At Ferragamo, creative director Maximilian Davis set the mood with thousands of red roses. The British-born designer presented a collection inspired by the German Tanztheater ‘and the unbound expression of their liberated choreography’, as the show notes explained. 

Hints of the 1920s and 80s – decades key to the expressionist dance genre – were seen throughout, whether in the form of drop-waist, lace-appliqué silk slips, leathers or floral prints taken directly from Ferragamo’s iconic Eighties campaigns. Despite the inspiration steeped in heritage archives, Davis masterfully crafted the collection to feel relevant, desirable and wearable. It’s safe to say guests left with a wish-list including the skirt-suits, oversize coats, silk minis and new iterations of the cult Hug handbag. 

Giorgio Armani

“For Giorgio Armani, each collection is a return to his roots,” the show notes said. “This season, garments take on the volcanic hues and mineral glows of sun-scorched earth, reassuring in its ancestral purity.”
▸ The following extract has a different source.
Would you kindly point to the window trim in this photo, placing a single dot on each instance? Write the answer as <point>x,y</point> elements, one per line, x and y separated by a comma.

To close Milan Fashion Week Autumn Winter 2025, Armani returned to its roots—quite literally this time: the collection titled “Radici” -or “roots” in Italian- with relaxed silhouettes, muted colour palette and artistically tinted scarves. A story where purity and precision of line are mellowed by the choice of materials that are soft and dense to the touch, such as velvet, cashmere, and jacquard silks. 

For evening, models wore fluid pantsuits, lightweight coats, shimmering tunics and crop tops with sequinned skirts, paired with flat boots. Intricately embroidered tops were paired with sheer trousers. While the pieces might seem minimalist at the first look, the intricate hand embroideries and intricate beading made each look an investment piece.

“For me, each collection stems from the desire to explore new perspectives and offer fresh interpretations of a style which has a clear, well-defined outline,” the designer told BoF. “This season, I focused on the idea of the roots, envisioning pieces that take on the colours of the earth, of minerals and sun-scorched landscapes. I aim for a new harmony because I believe this is what we all need.”